The general frowned.

“The idea was first used in the late nineties. The Search for Extraterrestrial Intelligence sent out a DCP that worked to search streams of radio-telescope data they’d collected for signals. They’d send out a block of information that was a portion of the search area, and the software on the host machine would process it whenever it wasn’t busy doing something else.”

The general was still frowning. Better reset the listening clock here, Jay, or you’ll put the man to sleep. “The result was like having a huge supercomputer, but broken up into lots of small units.”

“Okay, I got that part—but where are these machines?”

“All over the world. The way it works is the attacker put the thing on the Internet, and people who thought it might be amusing downloaded it.
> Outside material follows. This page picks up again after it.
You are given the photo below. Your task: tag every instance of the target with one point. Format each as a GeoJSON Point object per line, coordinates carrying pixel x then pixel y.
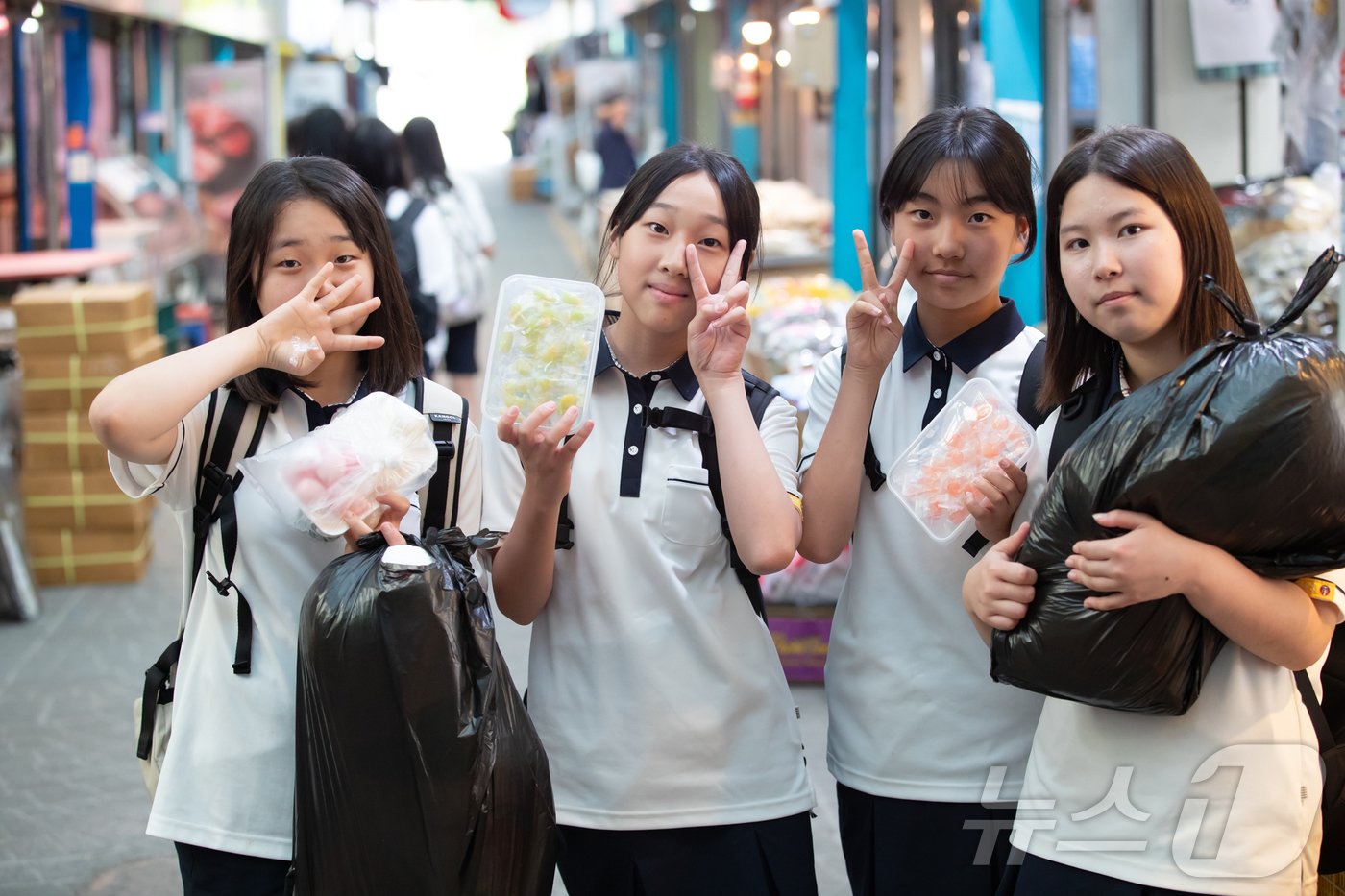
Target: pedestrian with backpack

And the interesting part is, whoever did it put it out in the open, disguised as a computer game—a science-fiction scenario called The War Against the Bugs. Only, the designs of the alien bases, in a galaxy far away, were the same as those of Army bases on Earth.”

“How did they get the specs of the real bases?”

“That’s the real question, isn’t it? I’m working on that.” Which was true. He still didn’t have a clue, but he was working on it.

“Um. Anyway,” Jay continued, “the computers sent their information back to the originator, automatically taking advantage of their Internet connection. With most of the civilian high-speed cable and dedicated phone lines, you are linked to the the net all the time. Firewalls stop stuff coming in, but not a DCP going out. That’s the beauty of it.”

The general nodded.

“Since the game is pretty high-tech, it appealed to hard-core gamers, people who have fairly powerful machines, and people who are used to playing games where cracking security is part of the, um, fun.”

“Go on.”

“This is how you set it up: Okay, here is an alien military base on the planet Alpha-Omega Prime. Here are the specs for its computers, security devices, the timing of its patrols, all like that. You are the leader of the terran underground forces on this world, and they are getting ready to attack Earth. Your mission is to bypass their security and delay their plans by crippling their bases. How would you do it?”

“You tellin’ me our Army base was cracked open by a buncha video-game geeks who know jackshit about military procedures?”

Jay gave a little cough to cover a grin. The general seemed to be forgetting that Jay himself was a video- game geek. “Well, yeah, basically, that’s it. The average game player might not be too knowledgeable about such stuff, but give ten thousand of them a few dozen cracks at something? A solution, if it’s out there, is apt to come out eventually. Whoever ran the program had the stats on what was most likely to work, and exactly how to do it.”